There are internationally-recognized standard-settings boards working in recent years to change accounting so investors can effectively compare companies around the world, regardless of their business, or where they operate.At a glance, this goal seems perfectly reasonable. Scratch the surface, however, and insurance companies have shown that adhering to the proposed accounting and valuation standards, particularly when applied to the interactive, and extremely long duration holdings that appear on a typical insurer's balance sheets, can cause an extraordinary amount of volatility, and a decidedly inaccurate portrayal of a company's actual fiscal health.

The IASB (International Accounting Standards Board), and the Financial Accounting Standards Board (FASB) released new proposed standards for insurance contract, and insurance company accounting in June and July 2013, and requested feedback on the proposed standards.

Ridiculous complexity

In response, Manulife Financial, along with Met Life, Prudential Financial, and the New York Life Insurance Company, conducted joint field testing, with the help of a third-party consultant to collect and review data in a way that would preserve confidentiality.
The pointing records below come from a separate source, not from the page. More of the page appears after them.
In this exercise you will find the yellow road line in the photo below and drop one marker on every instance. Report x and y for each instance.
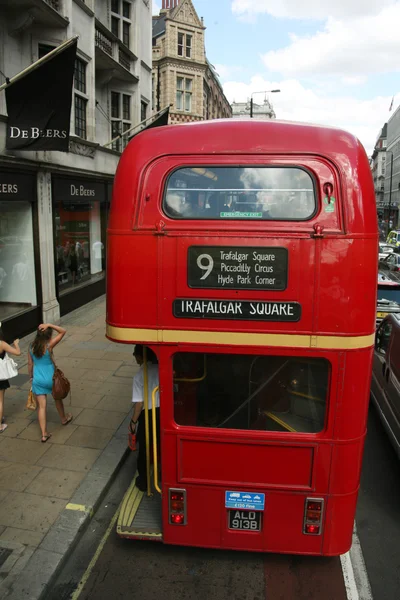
(280, 422)
(283, 340)
(96, 555)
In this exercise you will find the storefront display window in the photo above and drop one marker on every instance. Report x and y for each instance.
(80, 211)
(17, 265)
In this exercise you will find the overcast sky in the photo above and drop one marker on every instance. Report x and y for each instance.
(335, 62)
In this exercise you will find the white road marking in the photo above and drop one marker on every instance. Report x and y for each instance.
(355, 573)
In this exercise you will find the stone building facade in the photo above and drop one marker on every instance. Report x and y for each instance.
(51, 202)
(378, 168)
(183, 78)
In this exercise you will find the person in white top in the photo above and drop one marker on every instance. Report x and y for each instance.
(138, 417)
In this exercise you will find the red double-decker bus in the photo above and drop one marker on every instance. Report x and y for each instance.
(244, 254)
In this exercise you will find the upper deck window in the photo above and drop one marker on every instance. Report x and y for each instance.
(252, 193)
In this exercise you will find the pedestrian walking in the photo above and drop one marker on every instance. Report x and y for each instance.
(14, 349)
(138, 417)
(41, 371)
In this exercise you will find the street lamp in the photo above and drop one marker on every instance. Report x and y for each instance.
(390, 189)
(265, 92)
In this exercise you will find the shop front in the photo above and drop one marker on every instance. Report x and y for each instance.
(20, 285)
(80, 209)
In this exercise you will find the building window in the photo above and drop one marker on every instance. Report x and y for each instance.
(143, 110)
(80, 76)
(121, 20)
(80, 116)
(126, 27)
(80, 222)
(80, 99)
(120, 119)
(115, 26)
(44, 49)
(184, 44)
(184, 93)
(17, 252)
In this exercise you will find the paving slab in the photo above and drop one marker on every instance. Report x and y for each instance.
(22, 451)
(84, 399)
(59, 433)
(36, 575)
(29, 511)
(56, 483)
(90, 437)
(69, 458)
(96, 375)
(16, 425)
(106, 419)
(121, 404)
(16, 477)
(22, 536)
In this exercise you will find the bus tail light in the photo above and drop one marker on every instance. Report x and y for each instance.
(313, 514)
(177, 506)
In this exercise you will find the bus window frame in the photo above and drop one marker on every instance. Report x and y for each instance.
(148, 205)
(305, 353)
(241, 166)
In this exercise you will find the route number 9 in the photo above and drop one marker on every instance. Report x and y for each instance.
(205, 262)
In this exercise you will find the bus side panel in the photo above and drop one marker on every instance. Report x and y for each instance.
(207, 524)
(353, 399)
(339, 521)
(347, 286)
(132, 281)
(301, 259)
(346, 467)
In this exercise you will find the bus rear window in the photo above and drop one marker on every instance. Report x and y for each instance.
(258, 393)
(230, 193)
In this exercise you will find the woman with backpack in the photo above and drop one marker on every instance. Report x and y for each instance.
(41, 371)
(4, 384)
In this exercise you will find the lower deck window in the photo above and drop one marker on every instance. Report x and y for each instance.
(259, 393)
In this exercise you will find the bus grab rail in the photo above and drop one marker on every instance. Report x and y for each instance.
(146, 418)
(153, 415)
(198, 379)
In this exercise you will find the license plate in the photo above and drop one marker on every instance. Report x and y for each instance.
(244, 520)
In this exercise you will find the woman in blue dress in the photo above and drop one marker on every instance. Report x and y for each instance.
(4, 384)
(41, 371)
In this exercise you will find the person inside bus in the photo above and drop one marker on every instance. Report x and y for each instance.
(138, 417)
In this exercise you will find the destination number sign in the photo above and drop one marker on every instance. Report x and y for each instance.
(200, 308)
(243, 268)
(248, 520)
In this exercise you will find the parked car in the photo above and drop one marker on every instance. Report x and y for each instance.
(385, 250)
(385, 307)
(391, 262)
(385, 383)
(393, 238)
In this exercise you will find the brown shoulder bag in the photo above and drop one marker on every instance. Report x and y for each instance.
(61, 385)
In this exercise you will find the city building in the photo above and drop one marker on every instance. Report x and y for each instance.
(54, 205)
(241, 110)
(391, 199)
(183, 78)
(378, 168)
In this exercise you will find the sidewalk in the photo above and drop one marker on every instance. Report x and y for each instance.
(48, 492)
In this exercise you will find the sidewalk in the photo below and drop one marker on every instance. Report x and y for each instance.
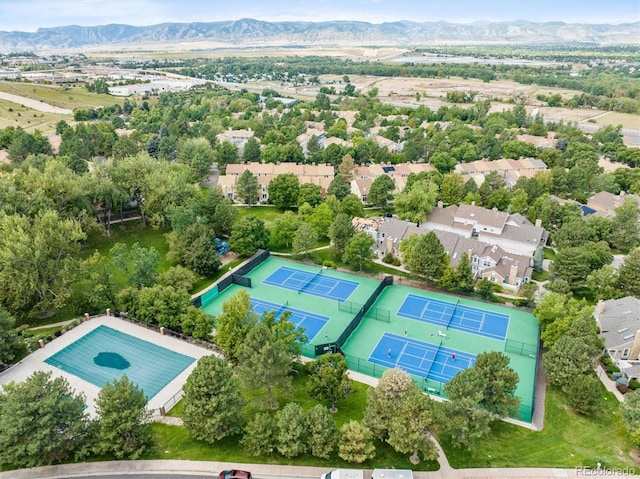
(123, 468)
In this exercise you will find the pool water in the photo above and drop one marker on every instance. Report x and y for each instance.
(105, 354)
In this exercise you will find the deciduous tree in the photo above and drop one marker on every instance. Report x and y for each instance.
(356, 443)
(264, 362)
(310, 193)
(424, 255)
(234, 323)
(630, 409)
(305, 239)
(340, 233)
(285, 228)
(259, 438)
(359, 250)
(383, 400)
(629, 274)
(42, 421)
(37, 260)
(322, 432)
(284, 191)
(339, 187)
(380, 191)
(329, 380)
(292, 429)
(248, 236)
(247, 188)
(123, 427)
(409, 427)
(212, 400)
(416, 203)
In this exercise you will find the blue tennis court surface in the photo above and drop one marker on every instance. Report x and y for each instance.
(455, 316)
(425, 360)
(311, 323)
(318, 284)
(105, 354)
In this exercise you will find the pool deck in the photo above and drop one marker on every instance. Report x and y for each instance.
(35, 361)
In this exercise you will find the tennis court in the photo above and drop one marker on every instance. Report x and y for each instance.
(455, 316)
(425, 360)
(317, 284)
(311, 323)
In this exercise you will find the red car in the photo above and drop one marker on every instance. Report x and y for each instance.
(234, 474)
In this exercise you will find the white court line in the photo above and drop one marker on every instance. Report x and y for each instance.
(402, 352)
(424, 308)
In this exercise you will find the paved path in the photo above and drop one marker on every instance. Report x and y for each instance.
(124, 468)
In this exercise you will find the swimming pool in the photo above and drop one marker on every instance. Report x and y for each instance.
(105, 354)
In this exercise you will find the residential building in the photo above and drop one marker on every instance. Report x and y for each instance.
(238, 138)
(512, 232)
(364, 175)
(320, 175)
(605, 203)
(509, 170)
(488, 261)
(619, 324)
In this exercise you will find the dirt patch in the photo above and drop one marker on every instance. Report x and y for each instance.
(34, 104)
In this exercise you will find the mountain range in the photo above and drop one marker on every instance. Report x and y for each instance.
(250, 32)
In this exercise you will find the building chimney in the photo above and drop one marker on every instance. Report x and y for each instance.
(513, 273)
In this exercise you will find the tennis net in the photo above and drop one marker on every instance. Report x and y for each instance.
(433, 360)
(452, 313)
(282, 308)
(309, 282)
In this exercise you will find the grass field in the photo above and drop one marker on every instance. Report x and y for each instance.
(77, 97)
(12, 114)
(567, 440)
(174, 442)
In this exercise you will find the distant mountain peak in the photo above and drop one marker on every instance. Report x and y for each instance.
(249, 31)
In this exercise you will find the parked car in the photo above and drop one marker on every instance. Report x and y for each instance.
(234, 474)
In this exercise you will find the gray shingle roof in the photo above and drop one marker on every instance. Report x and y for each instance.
(619, 321)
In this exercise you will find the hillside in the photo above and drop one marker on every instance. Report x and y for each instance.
(249, 32)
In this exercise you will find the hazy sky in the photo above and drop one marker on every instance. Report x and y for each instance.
(29, 15)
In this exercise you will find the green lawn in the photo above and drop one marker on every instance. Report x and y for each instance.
(567, 440)
(129, 233)
(205, 282)
(268, 214)
(70, 98)
(174, 442)
(541, 276)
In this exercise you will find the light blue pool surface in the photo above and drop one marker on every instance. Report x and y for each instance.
(105, 354)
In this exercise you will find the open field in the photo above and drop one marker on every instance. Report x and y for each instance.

The analysis examined nine products lines, representative of typical products available in North America, results from the December 2007-2012 period, and provided historic U.S. Generally Accepted Accounting Principles (U.S. GAAP) results for comparative purposes.

In the resulting whitepaper, the group says “we have concluded that many of the principles underlying the standard are sound, but once we looked into the details, there are a number of significant issues that need to be addressed.”

Speaking on his own at Citi Global Financial Conference in Hong Kong last month, Steve Roder, Manulife’s senior executive vice president and chief financial officer, was a little more pointed:

In short, the draft accounting standards, he says, are inappropriate. Moreover, if they are enacted in their present form, he says they will introduce “ridiculous complexity and produce unwelcome adverse consequences, for both consumers and society.”

“Let's talk about this crusade to make companies mark everything on the balance sheet to market,” he says. “Any suggestion to the IASB that mark-to-market accounting might be problematic or inappropriate are met with cries of blasphemy. The IASB's response? Market consistency promote transparency and comparability.”

In reality though, he says using a quarterly, market discount rate when reporting very long term cash flows, for example, produces valuation change worth billions.

“A 25 basis point, quarter-to-quarter change in interest rates does not inform my view of rates in 60 years time at all. There isn't even a market for these liabilities,” he says. "The results of our testing show that the proposals add massive, unwarranted volatility, complexity, and create a misalignment between accounting and the economics of the business. These proposals do not work.”

If the standards were enacted, he adds, they would result in financial statements that are even less intelligible than they are today, and the volatility would dissuade life companies from underwriting very long term products. In turn, as the industry underwrites less risk, it would need to pull away from investing in very long term investment assets, like infrastructure, to match their liabilities.

“I believe standard setters should be cognizant of these real world issues,” he says. “Surely this recognition that industries are different, and the use of accounting standards and disclosures appropriate to the industry is preferable to the blind pursuit of comparability across industries.”